(Ottawa) Le commandant en second de l’armée, le lieutenant général Paul Wynnyk, démissionne.

Lee Berthiaume
La Presse canadienne

Cette décision, qui entrera en vigueur le 9 août, intervient quelques semaines à peine après que le gouvernement fédéral eut accepté un règlement avec le prédécesseur de M. Wynnyk, le vice-amiral Mark Norman.

À ce moment, il était attendu que M. Wynnyk resterait vice-chef d’état-major de la Défense des Forces armées canadiennes (FAC) dans un avenir prévisible.

Le départ de M. Wynnyk représente une nouvelle tuile pour les Forces canadiennes après la suspension de M. Norman en janvier 2017.

PHOTO SEAN KILPATRICK, ARCHIVES LA PRESSE CANADIENNE

Le vice-amiral Mark Norman.

Le ministère de la Défense a publié une déclaration annonçant la démission de M. Wynnyk mardi soir, près d’un an après que l’ancien commandant de l’armée eut pris les fonctions de vice-chef d’état-major de la défense. Un remplaçant n’a pas été nommé.
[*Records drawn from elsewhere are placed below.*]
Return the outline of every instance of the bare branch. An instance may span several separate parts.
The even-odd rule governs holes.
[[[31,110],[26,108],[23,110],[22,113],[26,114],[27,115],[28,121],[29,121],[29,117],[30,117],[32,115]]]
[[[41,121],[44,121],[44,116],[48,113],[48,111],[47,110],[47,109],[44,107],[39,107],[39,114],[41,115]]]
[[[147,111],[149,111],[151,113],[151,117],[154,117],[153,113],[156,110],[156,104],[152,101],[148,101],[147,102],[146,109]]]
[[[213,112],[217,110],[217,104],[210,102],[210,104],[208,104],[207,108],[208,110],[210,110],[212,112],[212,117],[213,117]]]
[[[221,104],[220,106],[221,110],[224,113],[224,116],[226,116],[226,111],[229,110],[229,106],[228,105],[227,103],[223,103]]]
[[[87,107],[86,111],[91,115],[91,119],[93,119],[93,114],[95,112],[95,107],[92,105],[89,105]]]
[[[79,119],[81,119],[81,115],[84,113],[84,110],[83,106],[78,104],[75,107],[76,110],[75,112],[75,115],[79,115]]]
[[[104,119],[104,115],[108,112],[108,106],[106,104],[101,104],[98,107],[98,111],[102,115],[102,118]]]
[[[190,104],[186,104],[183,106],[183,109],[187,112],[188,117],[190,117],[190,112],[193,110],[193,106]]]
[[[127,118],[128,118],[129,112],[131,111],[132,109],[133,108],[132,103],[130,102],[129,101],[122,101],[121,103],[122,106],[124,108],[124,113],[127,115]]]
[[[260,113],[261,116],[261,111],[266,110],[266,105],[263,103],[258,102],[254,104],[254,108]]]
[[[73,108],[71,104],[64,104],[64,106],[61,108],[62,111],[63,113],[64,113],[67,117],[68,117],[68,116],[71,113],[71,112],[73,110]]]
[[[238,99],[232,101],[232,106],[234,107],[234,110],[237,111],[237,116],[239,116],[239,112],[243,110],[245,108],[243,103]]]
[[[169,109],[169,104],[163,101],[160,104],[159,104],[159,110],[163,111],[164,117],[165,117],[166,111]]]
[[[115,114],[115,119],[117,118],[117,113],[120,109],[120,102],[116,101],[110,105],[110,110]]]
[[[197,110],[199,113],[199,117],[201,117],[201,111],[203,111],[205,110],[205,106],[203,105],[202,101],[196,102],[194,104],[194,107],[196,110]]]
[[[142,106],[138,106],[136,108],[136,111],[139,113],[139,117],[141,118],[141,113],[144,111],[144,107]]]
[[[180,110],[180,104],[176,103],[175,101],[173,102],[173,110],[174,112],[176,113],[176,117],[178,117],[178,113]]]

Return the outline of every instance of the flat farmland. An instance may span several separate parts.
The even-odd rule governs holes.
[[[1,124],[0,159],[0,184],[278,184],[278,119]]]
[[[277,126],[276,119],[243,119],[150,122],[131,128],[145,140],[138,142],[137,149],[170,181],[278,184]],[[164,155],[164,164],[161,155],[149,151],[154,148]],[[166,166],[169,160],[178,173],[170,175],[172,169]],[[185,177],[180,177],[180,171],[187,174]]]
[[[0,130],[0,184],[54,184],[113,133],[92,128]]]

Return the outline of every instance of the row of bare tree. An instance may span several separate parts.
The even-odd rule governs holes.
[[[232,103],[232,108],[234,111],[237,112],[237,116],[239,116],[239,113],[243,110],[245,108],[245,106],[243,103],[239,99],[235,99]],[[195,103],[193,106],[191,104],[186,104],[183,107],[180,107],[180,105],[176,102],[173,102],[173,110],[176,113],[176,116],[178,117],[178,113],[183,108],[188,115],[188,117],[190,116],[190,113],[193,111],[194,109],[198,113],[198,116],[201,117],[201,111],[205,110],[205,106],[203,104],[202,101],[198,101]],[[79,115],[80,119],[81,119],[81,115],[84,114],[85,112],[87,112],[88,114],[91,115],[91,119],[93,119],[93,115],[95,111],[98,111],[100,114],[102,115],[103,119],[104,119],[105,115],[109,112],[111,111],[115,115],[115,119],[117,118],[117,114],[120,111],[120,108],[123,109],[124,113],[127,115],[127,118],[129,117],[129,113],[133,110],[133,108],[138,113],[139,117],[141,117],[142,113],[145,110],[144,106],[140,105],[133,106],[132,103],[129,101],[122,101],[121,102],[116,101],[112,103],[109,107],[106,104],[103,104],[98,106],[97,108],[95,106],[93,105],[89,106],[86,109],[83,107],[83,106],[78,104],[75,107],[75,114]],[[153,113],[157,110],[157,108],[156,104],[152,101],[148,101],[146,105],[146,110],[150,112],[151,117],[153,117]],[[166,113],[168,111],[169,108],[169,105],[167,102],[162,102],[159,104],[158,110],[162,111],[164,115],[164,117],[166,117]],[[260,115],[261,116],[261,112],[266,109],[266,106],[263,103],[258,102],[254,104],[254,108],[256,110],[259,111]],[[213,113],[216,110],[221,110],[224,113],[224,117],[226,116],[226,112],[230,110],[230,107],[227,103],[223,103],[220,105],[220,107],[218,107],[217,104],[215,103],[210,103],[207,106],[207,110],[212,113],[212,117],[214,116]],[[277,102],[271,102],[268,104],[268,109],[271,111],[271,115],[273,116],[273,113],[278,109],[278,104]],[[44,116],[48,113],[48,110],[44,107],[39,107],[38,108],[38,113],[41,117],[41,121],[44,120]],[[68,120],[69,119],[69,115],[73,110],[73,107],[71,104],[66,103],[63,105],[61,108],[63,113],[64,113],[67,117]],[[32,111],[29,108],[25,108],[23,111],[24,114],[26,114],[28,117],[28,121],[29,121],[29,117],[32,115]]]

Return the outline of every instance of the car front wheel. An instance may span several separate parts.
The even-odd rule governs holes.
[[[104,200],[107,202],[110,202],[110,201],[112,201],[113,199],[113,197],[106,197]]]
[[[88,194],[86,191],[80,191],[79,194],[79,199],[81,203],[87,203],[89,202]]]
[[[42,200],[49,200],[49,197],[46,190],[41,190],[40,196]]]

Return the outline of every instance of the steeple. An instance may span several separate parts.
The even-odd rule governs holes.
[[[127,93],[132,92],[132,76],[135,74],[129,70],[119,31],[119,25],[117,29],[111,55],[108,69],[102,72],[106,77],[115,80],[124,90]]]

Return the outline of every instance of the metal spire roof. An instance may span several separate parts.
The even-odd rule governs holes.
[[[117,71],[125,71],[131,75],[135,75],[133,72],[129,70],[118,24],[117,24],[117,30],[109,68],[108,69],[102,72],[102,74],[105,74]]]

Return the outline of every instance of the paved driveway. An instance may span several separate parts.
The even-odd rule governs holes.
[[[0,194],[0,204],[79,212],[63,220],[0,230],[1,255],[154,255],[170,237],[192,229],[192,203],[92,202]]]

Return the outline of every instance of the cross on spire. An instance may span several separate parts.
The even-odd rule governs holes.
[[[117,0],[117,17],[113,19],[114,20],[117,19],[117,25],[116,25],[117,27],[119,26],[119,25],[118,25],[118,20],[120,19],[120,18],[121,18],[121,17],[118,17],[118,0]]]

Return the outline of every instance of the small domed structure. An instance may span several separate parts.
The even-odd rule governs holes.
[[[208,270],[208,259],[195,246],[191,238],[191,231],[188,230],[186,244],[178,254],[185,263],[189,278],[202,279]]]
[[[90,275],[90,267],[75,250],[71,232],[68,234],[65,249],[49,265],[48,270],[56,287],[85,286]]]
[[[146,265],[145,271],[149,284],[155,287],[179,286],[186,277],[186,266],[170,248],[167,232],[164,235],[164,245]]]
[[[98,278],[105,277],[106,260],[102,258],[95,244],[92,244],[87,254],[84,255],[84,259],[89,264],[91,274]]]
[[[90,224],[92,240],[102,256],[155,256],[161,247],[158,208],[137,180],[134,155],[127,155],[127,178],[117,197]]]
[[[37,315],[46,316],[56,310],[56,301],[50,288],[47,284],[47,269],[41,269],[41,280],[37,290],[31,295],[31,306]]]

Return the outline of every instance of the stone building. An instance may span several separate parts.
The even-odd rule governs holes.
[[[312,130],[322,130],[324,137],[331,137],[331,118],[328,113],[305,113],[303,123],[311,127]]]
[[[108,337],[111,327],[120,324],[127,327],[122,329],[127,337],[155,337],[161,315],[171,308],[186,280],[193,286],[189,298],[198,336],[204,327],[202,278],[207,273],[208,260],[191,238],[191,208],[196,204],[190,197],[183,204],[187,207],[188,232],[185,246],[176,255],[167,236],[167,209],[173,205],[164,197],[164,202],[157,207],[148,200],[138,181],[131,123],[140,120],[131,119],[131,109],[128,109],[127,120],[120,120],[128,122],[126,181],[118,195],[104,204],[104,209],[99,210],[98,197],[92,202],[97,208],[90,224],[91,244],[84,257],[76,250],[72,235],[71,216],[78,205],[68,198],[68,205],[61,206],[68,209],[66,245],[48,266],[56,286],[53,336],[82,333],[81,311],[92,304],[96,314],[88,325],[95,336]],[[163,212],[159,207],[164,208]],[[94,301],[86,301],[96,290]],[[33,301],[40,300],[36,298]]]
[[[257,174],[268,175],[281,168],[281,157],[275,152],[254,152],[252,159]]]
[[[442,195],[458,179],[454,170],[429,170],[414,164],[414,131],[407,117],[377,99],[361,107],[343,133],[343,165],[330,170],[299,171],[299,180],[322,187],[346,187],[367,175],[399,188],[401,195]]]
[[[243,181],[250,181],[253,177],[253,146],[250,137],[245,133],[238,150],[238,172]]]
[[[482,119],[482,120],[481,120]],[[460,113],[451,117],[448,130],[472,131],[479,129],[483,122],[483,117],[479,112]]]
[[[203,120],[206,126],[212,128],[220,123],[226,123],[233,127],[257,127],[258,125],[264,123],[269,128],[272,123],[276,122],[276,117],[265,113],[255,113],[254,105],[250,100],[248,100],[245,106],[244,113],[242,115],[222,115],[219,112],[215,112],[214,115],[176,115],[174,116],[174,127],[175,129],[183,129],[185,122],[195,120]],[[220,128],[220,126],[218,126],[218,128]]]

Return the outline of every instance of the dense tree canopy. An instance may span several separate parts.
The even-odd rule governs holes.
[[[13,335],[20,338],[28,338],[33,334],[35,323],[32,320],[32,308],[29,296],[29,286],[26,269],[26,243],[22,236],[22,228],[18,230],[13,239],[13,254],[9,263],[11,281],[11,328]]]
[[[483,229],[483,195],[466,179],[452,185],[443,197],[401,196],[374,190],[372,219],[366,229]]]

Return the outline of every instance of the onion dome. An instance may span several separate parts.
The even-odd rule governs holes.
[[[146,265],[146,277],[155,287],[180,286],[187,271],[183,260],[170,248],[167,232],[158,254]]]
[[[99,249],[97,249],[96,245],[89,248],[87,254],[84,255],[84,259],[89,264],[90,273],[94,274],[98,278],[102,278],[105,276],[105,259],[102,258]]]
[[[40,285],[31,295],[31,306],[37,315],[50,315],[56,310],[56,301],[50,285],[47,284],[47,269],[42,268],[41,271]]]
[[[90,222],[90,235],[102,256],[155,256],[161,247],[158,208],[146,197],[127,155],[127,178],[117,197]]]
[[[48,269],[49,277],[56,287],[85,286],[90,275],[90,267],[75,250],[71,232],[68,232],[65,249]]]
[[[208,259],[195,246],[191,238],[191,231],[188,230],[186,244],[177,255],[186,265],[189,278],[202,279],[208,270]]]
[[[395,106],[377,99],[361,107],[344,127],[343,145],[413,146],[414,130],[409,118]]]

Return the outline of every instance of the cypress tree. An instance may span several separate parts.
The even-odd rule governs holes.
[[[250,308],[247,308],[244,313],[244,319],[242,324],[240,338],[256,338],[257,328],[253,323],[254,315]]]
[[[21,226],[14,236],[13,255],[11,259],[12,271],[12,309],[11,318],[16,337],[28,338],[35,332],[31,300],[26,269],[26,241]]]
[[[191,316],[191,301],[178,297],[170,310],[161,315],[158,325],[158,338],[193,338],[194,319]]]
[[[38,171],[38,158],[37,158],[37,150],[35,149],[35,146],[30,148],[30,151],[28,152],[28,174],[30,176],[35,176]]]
Dans le communiqué, M. Wynnyk est cité affirmant avoir réfléchi à cette décision depuis quelques mois, et avoir déterminé avec sa conjointe qu’il était temps de passer plus de temps en famille. M. Wynnyk a maintenu un domicile permanent à Edmonton.

« J’aimerais remercier le chef d’état-major de la défense, le général (Jonathan) Vance, pour la confiance qu’il m’a témoignée en me nommant vice-chef et pour sa direction des FAC au cours de cette récente période difficile », affirme-t-il.

Pourtant, tandis que M. Wynnyk évoque des raisons familiales dans le communiqué, une lettre obtenue par Global News qui aurait été envoyée au general Vance par le vice-chef d’état-major sortant de la Défense laisse croire à des motifs bien différents.

Dans cette lettre, M. Wynnyk relierait sa démission à une tentative du général Vance de réintégrer M. Norman.

M. Wynnyk écrit que le général Vance lui avait demandé de se retirer peu de temps après l’abandon de l’affaire d’abus de confiance contre M. Norman en mai. Il aurait changé de cap à la suite de l’entente à l’amiable conclue par le gouvernement avec M. Norman.

M. Wynnyk affirme qu’il a refusé lorsque M. Vance lui a demandé de rester.